Justin Mason said:
In the technology, when a mail comes in it is first cleared of the HTML
tags so words like v<aa>i<aa>a<aa>g<aa>r<aa>a is brought to its original
clear text form. Then on this cleared message the entropy type
compression that you have suggested is carried out and the ratio of
similarity is matched.
Actually, judging by the description here:
http://www.brightmail.com/xsp-as-features.html , it's really a
content-hashing technique, so probably more similar to Razor, DCC
or Pyzor than anything else.
So if the method is not patented, SA could use it?Yes definitely we can write a plugin to incorporate this technique in SpamAssassin. This will make our favourite filter more better. But as Justin had mentioned earlier. This is more similar to Razor, DCC or Pyzor then we already have the plugins in place. No need to do any more additional works. But i am not sure whether Razor, DCC or Pyzor cleans the HTML messages of the tags and then looks for the checksum of the clear text message. If we can have that then probably we can ward off many other techniques that spammers are using these days to cheat the filters. One interesting technique that I have very recently observed is as follows.

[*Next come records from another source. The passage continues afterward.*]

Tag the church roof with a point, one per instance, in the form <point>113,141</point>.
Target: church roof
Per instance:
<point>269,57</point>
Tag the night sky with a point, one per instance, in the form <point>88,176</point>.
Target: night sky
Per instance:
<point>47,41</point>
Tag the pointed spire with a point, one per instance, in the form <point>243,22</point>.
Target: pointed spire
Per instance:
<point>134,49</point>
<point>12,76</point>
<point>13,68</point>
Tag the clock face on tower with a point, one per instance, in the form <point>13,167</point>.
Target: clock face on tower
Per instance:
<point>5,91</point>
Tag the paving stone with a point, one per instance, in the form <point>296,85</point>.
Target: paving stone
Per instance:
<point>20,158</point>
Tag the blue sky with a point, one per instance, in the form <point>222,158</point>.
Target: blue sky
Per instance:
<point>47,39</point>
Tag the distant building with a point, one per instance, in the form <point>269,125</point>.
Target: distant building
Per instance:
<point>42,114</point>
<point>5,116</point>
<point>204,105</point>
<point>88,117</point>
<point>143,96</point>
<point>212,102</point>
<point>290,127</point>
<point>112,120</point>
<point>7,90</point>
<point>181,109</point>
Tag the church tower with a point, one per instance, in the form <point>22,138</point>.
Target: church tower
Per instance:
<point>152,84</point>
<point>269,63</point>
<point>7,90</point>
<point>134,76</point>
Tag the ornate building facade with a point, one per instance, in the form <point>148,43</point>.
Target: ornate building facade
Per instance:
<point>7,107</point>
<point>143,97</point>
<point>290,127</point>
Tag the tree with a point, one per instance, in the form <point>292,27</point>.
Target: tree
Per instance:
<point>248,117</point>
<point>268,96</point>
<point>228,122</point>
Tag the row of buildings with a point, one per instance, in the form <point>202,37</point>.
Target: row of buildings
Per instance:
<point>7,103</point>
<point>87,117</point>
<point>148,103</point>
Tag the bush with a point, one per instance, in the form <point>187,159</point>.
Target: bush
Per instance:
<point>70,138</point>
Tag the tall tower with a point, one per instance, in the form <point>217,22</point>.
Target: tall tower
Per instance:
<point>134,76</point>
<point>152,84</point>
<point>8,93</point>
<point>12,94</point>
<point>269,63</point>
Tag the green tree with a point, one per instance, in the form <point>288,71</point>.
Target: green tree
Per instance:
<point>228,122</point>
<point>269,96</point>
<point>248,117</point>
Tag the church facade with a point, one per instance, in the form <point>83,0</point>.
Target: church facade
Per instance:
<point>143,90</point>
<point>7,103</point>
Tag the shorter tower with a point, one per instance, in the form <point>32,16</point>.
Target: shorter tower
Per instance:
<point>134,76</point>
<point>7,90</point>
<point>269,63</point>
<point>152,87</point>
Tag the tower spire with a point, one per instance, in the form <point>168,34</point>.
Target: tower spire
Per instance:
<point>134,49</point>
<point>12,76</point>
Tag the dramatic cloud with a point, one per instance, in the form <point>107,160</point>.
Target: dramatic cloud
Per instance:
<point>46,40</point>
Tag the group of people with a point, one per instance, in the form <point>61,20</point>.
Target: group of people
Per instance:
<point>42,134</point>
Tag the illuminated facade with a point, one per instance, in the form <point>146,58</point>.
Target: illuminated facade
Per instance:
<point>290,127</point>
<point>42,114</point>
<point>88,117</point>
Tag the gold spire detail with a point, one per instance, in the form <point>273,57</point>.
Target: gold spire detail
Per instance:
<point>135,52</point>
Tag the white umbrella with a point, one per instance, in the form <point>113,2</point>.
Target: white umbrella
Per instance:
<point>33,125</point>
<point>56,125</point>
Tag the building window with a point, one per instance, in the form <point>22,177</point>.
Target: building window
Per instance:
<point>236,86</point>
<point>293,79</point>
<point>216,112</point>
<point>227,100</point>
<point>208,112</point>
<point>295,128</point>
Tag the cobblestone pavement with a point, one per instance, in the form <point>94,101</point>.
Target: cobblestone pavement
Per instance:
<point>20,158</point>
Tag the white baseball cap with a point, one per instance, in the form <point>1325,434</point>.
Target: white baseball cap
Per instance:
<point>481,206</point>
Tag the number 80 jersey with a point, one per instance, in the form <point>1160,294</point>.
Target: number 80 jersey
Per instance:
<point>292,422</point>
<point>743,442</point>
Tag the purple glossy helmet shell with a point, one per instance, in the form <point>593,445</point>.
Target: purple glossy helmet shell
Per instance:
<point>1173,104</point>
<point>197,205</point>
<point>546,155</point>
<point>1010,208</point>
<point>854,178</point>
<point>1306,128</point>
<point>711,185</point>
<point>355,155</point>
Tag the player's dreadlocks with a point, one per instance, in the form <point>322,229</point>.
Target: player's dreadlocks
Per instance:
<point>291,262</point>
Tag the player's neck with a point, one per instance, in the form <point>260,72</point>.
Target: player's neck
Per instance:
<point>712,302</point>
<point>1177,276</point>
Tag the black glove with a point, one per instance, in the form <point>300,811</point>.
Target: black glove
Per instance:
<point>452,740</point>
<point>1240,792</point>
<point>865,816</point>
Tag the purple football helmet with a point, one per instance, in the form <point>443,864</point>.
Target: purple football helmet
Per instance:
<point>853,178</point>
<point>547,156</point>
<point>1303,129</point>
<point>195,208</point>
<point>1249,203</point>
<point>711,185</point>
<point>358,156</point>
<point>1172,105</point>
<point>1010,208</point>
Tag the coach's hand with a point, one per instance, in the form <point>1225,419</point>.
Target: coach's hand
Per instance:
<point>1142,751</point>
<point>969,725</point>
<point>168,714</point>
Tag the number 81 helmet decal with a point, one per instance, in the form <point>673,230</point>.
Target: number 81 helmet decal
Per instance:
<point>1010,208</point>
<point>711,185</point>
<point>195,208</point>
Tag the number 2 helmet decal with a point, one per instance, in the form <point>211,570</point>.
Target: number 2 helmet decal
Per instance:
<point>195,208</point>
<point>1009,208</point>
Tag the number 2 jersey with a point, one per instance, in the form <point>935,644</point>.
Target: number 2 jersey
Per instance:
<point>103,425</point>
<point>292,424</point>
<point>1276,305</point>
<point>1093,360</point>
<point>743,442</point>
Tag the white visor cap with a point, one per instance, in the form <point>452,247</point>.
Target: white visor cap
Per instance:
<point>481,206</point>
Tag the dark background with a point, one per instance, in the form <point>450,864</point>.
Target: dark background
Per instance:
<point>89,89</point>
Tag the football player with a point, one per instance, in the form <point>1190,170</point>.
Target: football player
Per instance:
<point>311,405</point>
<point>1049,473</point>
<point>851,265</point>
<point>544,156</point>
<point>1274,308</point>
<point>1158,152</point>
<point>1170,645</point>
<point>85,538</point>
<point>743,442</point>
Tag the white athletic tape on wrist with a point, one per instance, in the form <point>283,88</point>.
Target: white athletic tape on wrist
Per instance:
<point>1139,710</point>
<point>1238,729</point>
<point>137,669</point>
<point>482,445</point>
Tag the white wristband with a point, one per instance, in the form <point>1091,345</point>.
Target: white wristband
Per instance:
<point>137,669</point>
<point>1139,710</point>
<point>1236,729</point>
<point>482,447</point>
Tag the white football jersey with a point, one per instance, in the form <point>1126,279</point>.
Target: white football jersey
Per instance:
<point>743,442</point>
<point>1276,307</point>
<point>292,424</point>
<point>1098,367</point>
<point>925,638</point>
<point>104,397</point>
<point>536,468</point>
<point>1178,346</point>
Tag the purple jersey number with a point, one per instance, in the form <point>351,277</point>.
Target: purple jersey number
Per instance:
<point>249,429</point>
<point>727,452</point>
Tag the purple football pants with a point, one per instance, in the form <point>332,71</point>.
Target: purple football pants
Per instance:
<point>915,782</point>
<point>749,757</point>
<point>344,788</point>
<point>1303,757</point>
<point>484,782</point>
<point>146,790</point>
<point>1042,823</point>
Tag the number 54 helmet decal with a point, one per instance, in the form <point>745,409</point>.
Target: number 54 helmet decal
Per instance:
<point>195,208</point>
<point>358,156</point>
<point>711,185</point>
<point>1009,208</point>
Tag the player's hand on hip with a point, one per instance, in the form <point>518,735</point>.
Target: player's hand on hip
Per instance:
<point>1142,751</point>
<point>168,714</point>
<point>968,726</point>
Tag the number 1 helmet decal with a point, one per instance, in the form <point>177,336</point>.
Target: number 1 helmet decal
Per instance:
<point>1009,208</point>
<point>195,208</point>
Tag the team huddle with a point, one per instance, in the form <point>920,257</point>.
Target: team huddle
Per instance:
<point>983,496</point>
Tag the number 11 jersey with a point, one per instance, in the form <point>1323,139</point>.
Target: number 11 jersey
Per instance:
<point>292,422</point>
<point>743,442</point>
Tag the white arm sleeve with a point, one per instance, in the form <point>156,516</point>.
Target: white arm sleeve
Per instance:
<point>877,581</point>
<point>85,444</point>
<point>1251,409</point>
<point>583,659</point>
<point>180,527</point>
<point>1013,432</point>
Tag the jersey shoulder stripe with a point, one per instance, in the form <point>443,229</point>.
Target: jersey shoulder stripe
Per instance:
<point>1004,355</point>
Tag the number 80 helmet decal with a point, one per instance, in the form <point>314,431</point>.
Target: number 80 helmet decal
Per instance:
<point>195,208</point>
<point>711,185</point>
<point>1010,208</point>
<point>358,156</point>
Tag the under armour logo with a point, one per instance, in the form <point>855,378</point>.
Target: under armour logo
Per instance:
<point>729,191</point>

A quite interesting HTML code to cheat the filters
<a href=3d"http://www=2espyware-killer-software=2ecom/cgi-bin/rd=2ecgi= ?IvC7R3lvJb">http://www=2espyware-killer-software=2ecom/cgi-bin/rd=2ecgi?=IvC7R3lvJb</a>
space substituted by "3d" dot (.) substituted by "=2e" ? substituted by "=?"

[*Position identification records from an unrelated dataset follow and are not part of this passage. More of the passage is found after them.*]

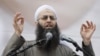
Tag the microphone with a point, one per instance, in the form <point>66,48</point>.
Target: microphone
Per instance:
<point>48,36</point>
<point>63,37</point>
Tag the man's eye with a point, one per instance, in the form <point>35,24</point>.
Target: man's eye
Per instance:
<point>52,18</point>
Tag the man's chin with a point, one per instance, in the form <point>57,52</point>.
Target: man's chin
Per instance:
<point>48,28</point>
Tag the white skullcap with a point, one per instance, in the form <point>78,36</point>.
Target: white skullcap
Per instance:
<point>41,8</point>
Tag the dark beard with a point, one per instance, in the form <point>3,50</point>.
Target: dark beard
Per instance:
<point>53,42</point>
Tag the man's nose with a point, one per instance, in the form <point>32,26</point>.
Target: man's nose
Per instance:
<point>48,19</point>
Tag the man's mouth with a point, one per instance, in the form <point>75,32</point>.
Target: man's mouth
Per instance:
<point>48,26</point>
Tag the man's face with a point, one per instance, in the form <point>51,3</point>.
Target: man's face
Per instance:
<point>47,19</point>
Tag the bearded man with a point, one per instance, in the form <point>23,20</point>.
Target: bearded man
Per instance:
<point>46,21</point>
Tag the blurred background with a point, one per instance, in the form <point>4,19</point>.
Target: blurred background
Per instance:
<point>71,14</point>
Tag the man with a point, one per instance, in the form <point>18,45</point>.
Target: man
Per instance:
<point>46,21</point>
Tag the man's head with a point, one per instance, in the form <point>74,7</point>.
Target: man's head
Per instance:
<point>45,15</point>
<point>45,18</point>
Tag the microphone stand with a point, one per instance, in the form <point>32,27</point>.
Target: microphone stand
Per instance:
<point>20,51</point>
<point>79,48</point>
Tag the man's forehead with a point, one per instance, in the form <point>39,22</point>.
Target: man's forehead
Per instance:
<point>47,12</point>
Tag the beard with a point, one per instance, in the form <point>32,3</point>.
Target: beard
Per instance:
<point>53,42</point>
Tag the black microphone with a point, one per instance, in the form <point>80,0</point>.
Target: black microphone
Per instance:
<point>48,36</point>
<point>63,37</point>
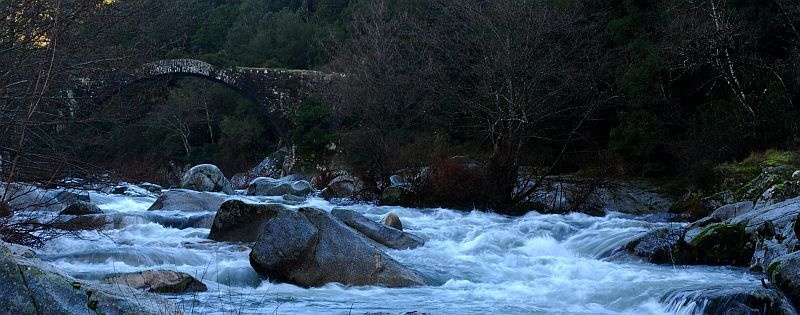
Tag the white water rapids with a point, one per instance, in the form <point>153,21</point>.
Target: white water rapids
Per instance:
<point>484,264</point>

and there were many other stuff similar to this. Interestingly the mail displayed perfectly right in the Mail. But when i tried used the same code in a simple HTML file and tried to view it in the browser it was a complete mess up as expected. Unfortunately this mail passed through the RBLchecks+Spamassassin+DCC+SpamCopURI+razor filter. The score available was just
HTML_MESSAGE 0.10, Baye_90 2.10
I think will have to train my Bayes one more time to take care of this message. What we need to develop is techniques to trap these and other kind of mails.
Rakesh